Halloween Kills Originally Featured A Young Laurie Strode As A Main Character
David Gordon Green's 2018 slasher film "Halloween," a direct sequel to John Carpenter's 1978 slasher film also called "Halloween," famously ignored the nine "Halloween" sequels and remakes made from 1981 to 2009. The original film starred Jamie Lee Curtis as a teenage babysitter named Laurie Strode who ran afoul of a mysterious, silent masked killer named Michael Myers. In the original "Halloween II," it was revealed that Laurie was Michael's long-lost sister, a conceit Green would handily abandon for his 2018 update. Instead, Laurie was, 40 years later, still wounded by the events of the 1978 film, and had become a ragged survivalist, outfitting her home with booby traps and training herself how to use weapons in the off chance that Michael should ever escape the local mental institution and begin his killing spree again. Perhaps predictably, that very thing happens.
Green's "Halloween" ends with Laurie trapping Michael in a burning building, seemingly to die forever. Sadly, at the beginning of the follow-up film, Green's "Halloween Kills" from 2021, Laurie seems to have forgotten that firefighters exist in her hometown, and Michael flees the fire to continue his murders on the very same night. Much of "Halloween" and "Halloween Kills" take place over the same 24-hour period.
It seems that, in the original draft of "Halloween Kills," however — written by Green, Danny McBride, and Scott Teems — audiences were going to see multiple flashbacks to 1978, including sequences with a young Laurie Strode, likely re-enacting the events of Carpenter's film. The details of these scenes were explained in Abbie Bernstein's new book "Halloween: The Official Making of Halloween, Halloween Kills and Halloween Ends."
The young Laurie Strode chronicles
It should be noted that the 1978 "Halloween" was Curtis' first major acting role. For the first part of her career, Curtis worked largely in horror, making "The Fog," "Prom Night," "Terror Train," and "Halloween II" over the course of the next few years. Curtis has also remained incredibly loyal to the "Halloween" series, having appeared in eight of the 13 movies to date (if one counts a voice cameo in "Halloween III: Season of the Witch"). Indeed, it was Curtis' status as a horror icon that ultimately put the kibosh on screenwriter Teems' idea to set extended portions of "Halloween Kills" in 1978. To do so would have meant casting a younger actress as the young Laurie, and ultimately Teems' co-screenwriters, Green and McBride, decided that wasn't entirely wise.

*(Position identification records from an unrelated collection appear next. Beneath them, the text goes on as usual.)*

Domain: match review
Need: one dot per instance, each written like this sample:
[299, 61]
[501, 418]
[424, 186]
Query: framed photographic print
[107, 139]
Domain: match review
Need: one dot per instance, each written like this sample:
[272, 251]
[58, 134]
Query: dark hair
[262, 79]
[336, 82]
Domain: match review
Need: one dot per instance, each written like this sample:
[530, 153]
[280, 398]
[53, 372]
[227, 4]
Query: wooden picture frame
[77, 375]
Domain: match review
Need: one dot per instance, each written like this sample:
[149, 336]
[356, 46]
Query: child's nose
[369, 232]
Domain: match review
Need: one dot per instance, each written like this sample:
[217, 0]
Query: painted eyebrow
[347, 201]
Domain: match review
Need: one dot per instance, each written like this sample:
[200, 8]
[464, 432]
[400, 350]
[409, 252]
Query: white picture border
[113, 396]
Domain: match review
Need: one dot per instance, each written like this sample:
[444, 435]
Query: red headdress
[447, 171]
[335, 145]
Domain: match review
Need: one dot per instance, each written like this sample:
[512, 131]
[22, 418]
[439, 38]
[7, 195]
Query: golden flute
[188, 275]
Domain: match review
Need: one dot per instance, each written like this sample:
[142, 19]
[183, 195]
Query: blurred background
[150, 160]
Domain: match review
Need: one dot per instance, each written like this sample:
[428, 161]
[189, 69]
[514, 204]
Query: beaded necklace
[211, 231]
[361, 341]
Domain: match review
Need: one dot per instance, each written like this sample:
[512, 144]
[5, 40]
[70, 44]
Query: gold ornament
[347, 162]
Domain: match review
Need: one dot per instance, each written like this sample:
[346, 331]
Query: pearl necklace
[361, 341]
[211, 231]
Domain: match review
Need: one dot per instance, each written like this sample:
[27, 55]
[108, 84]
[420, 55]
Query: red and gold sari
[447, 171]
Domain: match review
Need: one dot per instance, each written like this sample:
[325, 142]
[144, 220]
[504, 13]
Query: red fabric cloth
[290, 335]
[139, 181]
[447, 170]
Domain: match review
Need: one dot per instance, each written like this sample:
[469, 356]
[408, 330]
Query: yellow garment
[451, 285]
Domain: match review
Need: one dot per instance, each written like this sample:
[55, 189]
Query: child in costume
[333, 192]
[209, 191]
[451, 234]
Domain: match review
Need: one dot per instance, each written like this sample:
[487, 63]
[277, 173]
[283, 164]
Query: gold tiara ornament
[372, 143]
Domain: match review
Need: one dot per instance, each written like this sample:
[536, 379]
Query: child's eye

There was also brief talk of casting a younger actress, but then using special effects to superimpose a young Curtis' face over the new actress's face, a practice that would have taken far too much time and money to achieve. Incidentally, there are multiple scenes in "Halloween Kills" set in 1978, and there are a few brief shots of Dr. Loomis, the character played by Donald Pleasance in the original. An actor named Tom Jones, Jr. played Loomis, as he and Pleasance, with the right makeup, look uncannily alike. Dr. Loomis was voiced by Colin Mahan, who also provided a voice recording for the character in the 2018 "Halloween."
Loomis, however, was used sparingly in the "Kills" flashbacks, and his scenes were shot at night, allowing the filmmakers to obscure his face and kind of "cheat" his presence. The first draft of "Kills" might have included more of Laurie than it did of Dr. Loomis, so a lookalike was out of the question.
'I love a lot of this, but...'
Teems recalled Green's reaction to his ideas, and quoted him saying: "I love a lot of this, but I'm realizing that there is unresolved stuff from the first movie, and the second movie needs to be a continuation of the night." Teems also admitted that he might have been a little too jocular when writing a slasher sequel, saying "Also, I think my script was too funny — it got gnarly, but it wasn't quite tonally right."
There are plenty of playful slasher movies in the world, but the "Halloween" movies have always been comparatively somber films when compared to the wild imagination of "A Nightmare on Elm Street" or the forthright trashiness of the many "Friday the 13th" sequels. Despite the fact that Green and McBride had previously worked on multiple comedy films together, including "Pineapple Express," and "Your Highness," having a jokey tone in their "Halloween" films would indeed have been mildly inappropriate.
McBride himself was quoted as more or less agreeing with Green, saying that he "liked [the extended flashbacks], but people should be more concerned with what's happening in the storyline we set up." It was important that "Halloween Kills" answer the question of what Laurie and Michael Myers were doing in the present, and not spend a lot of time mucking about in the past. "Halloween Kills" is largely about the trauma that Michael did to the local community of Haddonfield, Illinois, and it ends with the locals ganging up on him to beat him up with hockey sticks and baseball bats.
The existence of the 2022 film "Halloween Ends" implies that they were not successful in stopping the mad killer.